Archive for October, 2010

Graham’s Thesis

October 27th, 2010 1 comment

I was lucky enough to get to read Graham Williamson’s thesis draft, and it reads very well, and justifies my line of research, i.e. enhancing existing routing protocols with location information.

Graham’s Persistance Based Routing (PBR) is efficient, at the same time as being reasonably reliable. I believe it is possible to further enhance his routing protocol with location knowledge. By using his hybrid scheme (Binary Spray and Focus + PBR)  as a basis, I believe that it can be made more efficient, and increase the reliability.


His hypothesis is:

Link persistence is an effective measurement as the basis for building a practical and flexible routing protocol in human contact networks in order to maximise delivery ratio.

He lists his main contributions as follows:

  • An analysis of the metrics which form the basis for routing in delay- tolerant networks (Chapter 4).
  • A procedure for generating synthetic contact traces which include periodicity and well-defined community structure (Chapter 5).
  • A study of structural metrics for routing and the effect of community- awareness on routing performance (Chapter 6: Section 6.2).
  • A self-managing mechanism for adapting window sizes inferred from periodicities observed in the contact pattern of nodes (Chapter 6: Section 6.3).
  • A metric, and protocol based on this, for routing in human contact net- works which is based on the persistence of links (Chapter 7).
  • A hybrid degree-persistence protocol able to maintain performance with limited routing information (Chapter 7: Section 7.4).

He identifies identifies four areas for future research

  1. Augmenting his PBR scheme with a message replication phase and identifying situations that respond well to this
  2. Using composite metrics to balance competing routing demands
  3. Investigating the combination of link persistence with link prediction
  4. Considering other dissemination goals such as publish-subscribe and anycast


ContactSim is Graham’s powerful discrete contact event simulator, which he used to process data, run his experiments and generate results. I had a preview of this a few months ago, but have not looked at it since. However, as he has now documented some of the main aspects of it, it may be possible to adopt this simulator for our own research, by augmenting it to include a notion of location. I will contact Graham for advice on how he thinks this could be achieved. The source code may be available in the group repository, so I will start investigating this.

Meeting with Pádraig and Davide 21 Oct 2010

October 21st, 2010 No comments

Talked again about location clustering and proximity methods, and Pádraig suggested we try to get past this, and get on with the interesting stuff.

To simplify things, we decided that it is probably best to use the grid partitioning system for considering co-location, as it gives us an implicit referencing scheme, and by considering neighboring locations to also be co-located, we can resolve the problem of split places.

With regards to the proximity calculations, we still need to verify the meaning of the signal strength, as is does not necessarily mean signal strength. We decided to consider any common WiFi point spotting to be a proximity event, and will record the start and end times of these, so that we can use metrics such as duration of contact in our routing scheme(s).

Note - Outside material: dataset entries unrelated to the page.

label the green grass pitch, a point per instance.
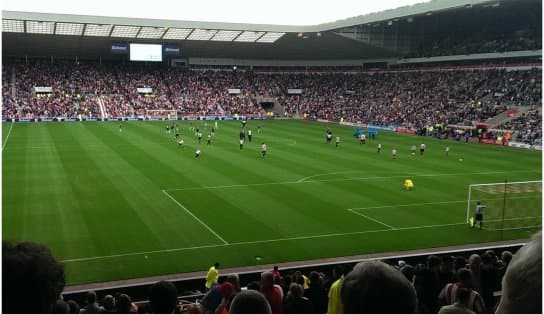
(115, 205)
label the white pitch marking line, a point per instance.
(370, 218)
(274, 240)
(339, 180)
(195, 217)
(324, 174)
(7, 136)
(405, 205)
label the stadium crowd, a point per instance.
(527, 128)
(410, 99)
(33, 282)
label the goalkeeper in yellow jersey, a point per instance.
(212, 276)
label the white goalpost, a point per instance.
(509, 205)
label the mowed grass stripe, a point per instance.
(161, 215)
(124, 173)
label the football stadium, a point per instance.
(389, 162)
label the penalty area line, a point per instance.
(7, 136)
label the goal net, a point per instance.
(509, 205)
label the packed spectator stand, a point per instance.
(403, 98)
(413, 285)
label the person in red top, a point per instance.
(464, 280)
(272, 293)
(277, 275)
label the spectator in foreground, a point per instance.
(427, 284)
(92, 306)
(272, 293)
(335, 304)
(109, 304)
(218, 296)
(295, 302)
(32, 279)
(163, 297)
(250, 302)
(375, 287)
(276, 272)
(462, 296)
(316, 293)
(448, 295)
(522, 282)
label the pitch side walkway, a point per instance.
(283, 266)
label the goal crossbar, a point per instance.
(506, 195)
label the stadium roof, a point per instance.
(141, 28)
(374, 37)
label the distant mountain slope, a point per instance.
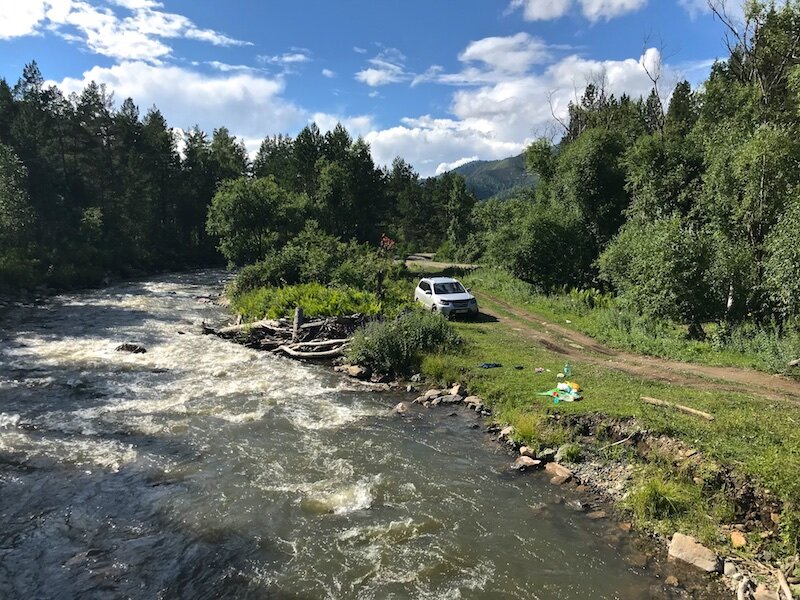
(487, 178)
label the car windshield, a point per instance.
(448, 288)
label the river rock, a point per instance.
(729, 570)
(764, 593)
(687, 549)
(557, 470)
(458, 390)
(523, 462)
(547, 455)
(738, 539)
(358, 372)
(131, 347)
(450, 399)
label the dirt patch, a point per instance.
(707, 378)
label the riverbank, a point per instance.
(713, 479)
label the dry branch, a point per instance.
(680, 407)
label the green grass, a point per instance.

Davide offered to find out more about the signal strength issue, so that we can reliably refine it later on.

Pádraig suggested that  I/we need to find some good conference targets, ideally around January. I suggested ICUMT and Mobihoc, and Davide reminded me about a special issue journal call for papers that I spotted recently (Call for papers Phycom). Ubicomp 2011 is a possibility too.

By next week, I want to have the space partitioning method sorted out, and all contact/proximity events recorded. As well as coming up with an idea about the simulated on-device data structure, and some ideas about routing schemes.

Location clustering so far.

October 21st, 2010 No comments

I have had a chance to look at the code that Derek sent me, namely the CFinder software for finding k-Cliques, and an implementation of the MDS  algorithm, I struggled to get these to make any sense of the data that I have, and started to think about an alternative approach.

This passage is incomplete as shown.